Hartati memanfaatkan sifat mtDNA untuk meningkatkan kinerja metode Maniatis yang telah dimodifikasi dengan penggunaan cara mouth scrap untuk pengambilan sampel dapat menunjang proses amplifikasi 0,4 kb daerah D-loop, sedangkan Ngili memanfaatkan sifat HVS 2 untuk menentukan homologi urutan nukleotida HVS2 pada tiga dan tujuh generasi keturunan ibu.

F.     Daftar Pustaka
Hartati, Yeni W., & Maksum, Imam P. (2005). Amplifikasi 0,4 kb daerah D-Loop DNA mitokondria dari sel epitel rongga mulut untuk keperluan forensik. Bionatura Volume 07 Nomor 03 Tahun 2005. Diambil dari http://repository.unpad.ac.id/handle/123456789/2451?show=full pada tanggal 22 oktober 2011.

Moore, J.M., Isenberg, A.R., (1999) Mitochondrial DNA analysis of the FBI laboratory, Forensic Science Communication, 1 (2).

Ngili, Yohanis. (2008). Sequence of homology in the noncoding region at 3 and 7 generations in one mother lineage and 4 individual of bali bomb victims. International Conference on Mathematics and Natural Sciences 2008. Diambil dari http://journaldir.petra.ac.id/browse_article.php?id=1038 pada tanggal 22 Oktober 2011.

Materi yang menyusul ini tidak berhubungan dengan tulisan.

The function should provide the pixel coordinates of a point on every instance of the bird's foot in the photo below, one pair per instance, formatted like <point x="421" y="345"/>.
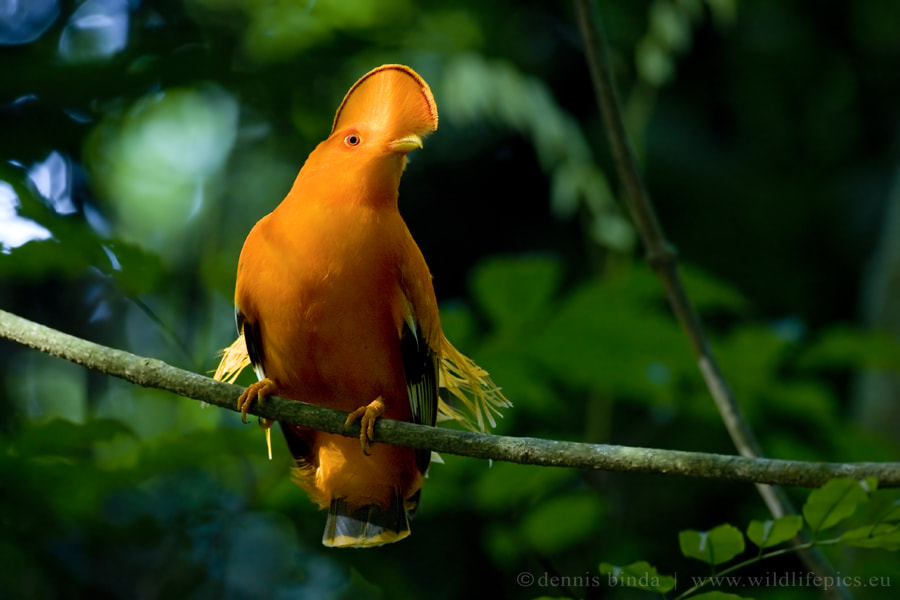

Orrego, C., and King, M.C., (1990) Determination of familial relationships, di dalam PCR protocols a guide to methods and application, Academic press, Inc. San Diego, California, USA.

Robin, E.D., and Wong, R., (1988) J. Cell. Phys. 136: 507-513.

Thorpe, N.D., (1984) Cell biologi, John Wiley & Sons Inc. New York, 387 – 428.